Diamonds are described and classified based on the four Cs: Carat, Colour, Clarity and Cut. Here we analyze diamond price using a dataset from Kaggle based on the four C’s, total depth percentage, table size, length, width and depth of 51049 diamonds. Five Machine Learning algorithms (Linear Regression, K-Nearest Neighbor, Decision Tree, Random Forest, Support Vector Machine) in combination with feature engineering (all 9 features vs. 6 selected features) were compared.
The analysis was performed using Python and included retrieving data from a CSV file, data mining, analytics, modelling and data visualization. Numpy and panda were used for data manipulation, seaborn and matplotlib for creating visualizations, and Scikit-Learn for construction and evaluation of regression models.

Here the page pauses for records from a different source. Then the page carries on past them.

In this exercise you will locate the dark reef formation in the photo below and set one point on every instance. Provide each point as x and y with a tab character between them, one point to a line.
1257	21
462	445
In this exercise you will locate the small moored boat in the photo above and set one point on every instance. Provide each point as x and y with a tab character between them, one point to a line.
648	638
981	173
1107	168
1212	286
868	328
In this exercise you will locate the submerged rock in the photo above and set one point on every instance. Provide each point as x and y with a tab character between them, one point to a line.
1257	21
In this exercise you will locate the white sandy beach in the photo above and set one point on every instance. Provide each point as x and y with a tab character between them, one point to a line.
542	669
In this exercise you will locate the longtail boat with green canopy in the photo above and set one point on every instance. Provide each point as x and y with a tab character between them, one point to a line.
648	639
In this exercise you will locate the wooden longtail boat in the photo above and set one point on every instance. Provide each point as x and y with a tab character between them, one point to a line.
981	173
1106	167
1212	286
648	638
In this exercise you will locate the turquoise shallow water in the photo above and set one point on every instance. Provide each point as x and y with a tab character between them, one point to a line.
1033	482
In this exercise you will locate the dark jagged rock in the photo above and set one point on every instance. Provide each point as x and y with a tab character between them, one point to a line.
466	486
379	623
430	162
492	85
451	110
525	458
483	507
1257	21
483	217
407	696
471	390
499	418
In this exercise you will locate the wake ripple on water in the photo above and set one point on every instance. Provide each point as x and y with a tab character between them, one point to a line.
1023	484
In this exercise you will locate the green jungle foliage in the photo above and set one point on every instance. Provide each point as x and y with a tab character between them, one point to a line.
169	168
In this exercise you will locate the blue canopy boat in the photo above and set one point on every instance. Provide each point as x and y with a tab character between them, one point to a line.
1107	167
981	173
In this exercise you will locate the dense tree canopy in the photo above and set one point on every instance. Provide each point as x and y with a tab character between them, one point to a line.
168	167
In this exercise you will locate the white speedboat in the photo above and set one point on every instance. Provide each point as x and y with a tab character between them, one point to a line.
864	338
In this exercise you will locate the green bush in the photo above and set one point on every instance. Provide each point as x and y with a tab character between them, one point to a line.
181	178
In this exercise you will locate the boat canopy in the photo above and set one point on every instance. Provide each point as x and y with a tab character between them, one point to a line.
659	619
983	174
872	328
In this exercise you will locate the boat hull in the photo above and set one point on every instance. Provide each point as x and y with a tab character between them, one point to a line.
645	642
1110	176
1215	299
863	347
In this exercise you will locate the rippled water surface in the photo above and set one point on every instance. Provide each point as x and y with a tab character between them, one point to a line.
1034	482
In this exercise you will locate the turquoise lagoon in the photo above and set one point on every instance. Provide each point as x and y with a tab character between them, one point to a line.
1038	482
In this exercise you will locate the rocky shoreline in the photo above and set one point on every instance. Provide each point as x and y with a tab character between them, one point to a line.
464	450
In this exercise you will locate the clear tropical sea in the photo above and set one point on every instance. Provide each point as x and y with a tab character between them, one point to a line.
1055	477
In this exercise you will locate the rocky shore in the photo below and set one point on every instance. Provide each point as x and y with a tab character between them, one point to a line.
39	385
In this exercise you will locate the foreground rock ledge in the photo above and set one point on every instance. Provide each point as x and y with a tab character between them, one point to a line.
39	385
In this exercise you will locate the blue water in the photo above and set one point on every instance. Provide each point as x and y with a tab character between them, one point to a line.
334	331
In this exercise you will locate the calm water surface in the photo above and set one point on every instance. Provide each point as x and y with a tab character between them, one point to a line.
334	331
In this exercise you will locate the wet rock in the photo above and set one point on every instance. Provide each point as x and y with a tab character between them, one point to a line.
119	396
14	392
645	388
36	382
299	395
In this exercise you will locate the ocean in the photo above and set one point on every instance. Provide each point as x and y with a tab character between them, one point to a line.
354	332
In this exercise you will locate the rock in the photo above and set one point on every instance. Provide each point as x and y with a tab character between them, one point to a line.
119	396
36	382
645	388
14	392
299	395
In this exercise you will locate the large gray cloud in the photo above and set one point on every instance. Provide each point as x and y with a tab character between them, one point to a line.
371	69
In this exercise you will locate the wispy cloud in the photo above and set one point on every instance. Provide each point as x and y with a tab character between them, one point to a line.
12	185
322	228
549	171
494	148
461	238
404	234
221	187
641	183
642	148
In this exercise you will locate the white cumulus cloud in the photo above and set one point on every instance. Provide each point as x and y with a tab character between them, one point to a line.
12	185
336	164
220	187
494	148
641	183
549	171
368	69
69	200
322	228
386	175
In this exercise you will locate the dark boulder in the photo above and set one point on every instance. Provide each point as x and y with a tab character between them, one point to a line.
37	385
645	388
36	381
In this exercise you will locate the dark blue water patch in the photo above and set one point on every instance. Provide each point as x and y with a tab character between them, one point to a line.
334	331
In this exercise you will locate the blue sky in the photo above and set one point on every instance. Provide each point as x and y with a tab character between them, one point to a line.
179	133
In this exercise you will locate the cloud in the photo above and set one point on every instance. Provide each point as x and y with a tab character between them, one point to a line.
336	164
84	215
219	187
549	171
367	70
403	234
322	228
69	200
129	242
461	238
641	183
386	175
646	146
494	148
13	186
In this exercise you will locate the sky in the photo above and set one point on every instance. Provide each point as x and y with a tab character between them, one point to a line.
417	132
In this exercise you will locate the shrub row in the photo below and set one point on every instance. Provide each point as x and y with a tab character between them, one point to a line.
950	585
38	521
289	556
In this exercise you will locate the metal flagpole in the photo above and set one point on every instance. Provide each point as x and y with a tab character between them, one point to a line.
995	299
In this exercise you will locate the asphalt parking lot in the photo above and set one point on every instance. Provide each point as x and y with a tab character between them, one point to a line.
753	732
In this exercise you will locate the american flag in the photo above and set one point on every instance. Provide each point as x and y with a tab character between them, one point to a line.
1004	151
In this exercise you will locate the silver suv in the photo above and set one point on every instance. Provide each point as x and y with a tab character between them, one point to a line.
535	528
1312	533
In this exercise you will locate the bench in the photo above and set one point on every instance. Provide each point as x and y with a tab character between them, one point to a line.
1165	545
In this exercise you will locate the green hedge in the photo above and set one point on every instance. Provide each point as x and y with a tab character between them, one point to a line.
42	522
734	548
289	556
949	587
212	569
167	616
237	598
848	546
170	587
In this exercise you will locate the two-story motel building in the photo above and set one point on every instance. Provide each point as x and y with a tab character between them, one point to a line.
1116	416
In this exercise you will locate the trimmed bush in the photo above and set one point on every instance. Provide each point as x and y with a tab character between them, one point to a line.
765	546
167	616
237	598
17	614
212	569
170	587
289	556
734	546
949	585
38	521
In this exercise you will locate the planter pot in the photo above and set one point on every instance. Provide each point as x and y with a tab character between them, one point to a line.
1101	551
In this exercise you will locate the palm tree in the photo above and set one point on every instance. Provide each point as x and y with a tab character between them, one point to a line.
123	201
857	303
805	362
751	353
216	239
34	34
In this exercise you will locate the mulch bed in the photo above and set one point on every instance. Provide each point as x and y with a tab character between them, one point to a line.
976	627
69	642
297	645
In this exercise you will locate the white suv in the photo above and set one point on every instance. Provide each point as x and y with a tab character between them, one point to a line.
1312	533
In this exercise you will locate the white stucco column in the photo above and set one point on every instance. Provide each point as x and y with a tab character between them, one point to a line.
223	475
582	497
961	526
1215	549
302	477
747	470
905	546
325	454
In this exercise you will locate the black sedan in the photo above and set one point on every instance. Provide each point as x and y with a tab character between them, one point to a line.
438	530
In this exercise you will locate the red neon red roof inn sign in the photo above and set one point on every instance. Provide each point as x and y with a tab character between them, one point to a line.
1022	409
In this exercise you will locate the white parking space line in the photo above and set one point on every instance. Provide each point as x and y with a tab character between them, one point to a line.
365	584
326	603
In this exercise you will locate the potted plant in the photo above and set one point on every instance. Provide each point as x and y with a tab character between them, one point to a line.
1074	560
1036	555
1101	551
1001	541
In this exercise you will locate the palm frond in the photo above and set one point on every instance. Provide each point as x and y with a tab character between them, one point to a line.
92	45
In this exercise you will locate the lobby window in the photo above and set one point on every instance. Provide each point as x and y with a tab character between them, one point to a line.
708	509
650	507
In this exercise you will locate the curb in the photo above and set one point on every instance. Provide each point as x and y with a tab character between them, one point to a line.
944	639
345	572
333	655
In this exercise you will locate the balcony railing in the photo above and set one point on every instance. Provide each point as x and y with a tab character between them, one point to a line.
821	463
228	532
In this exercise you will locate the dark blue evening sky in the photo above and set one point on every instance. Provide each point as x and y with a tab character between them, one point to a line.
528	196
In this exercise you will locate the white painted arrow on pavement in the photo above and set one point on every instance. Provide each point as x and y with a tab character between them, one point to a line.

The original dataset contained 10 features and the price for 53940 diamonds. The cleaned dataset contained 9 features for 51049 diamonds.
- Removed irrelevant column 'Unnamed: 0'.
- Removed duplicated rows.
- Removed zero values in columns 'x', 'y' and 'z' (length, width and height of diamonds).
- Discarded outliers more than 3 standard deviations away from mean.
- Summary statistics (mean, standard deviation, mininimum, 25% quartile, 50% quartile, 75% quartile, maximum), coefficient of variation and skewness of numerical features.
- Summary statistics (number of unique variables, mode, frequency of mode) and names of unique categorical variables.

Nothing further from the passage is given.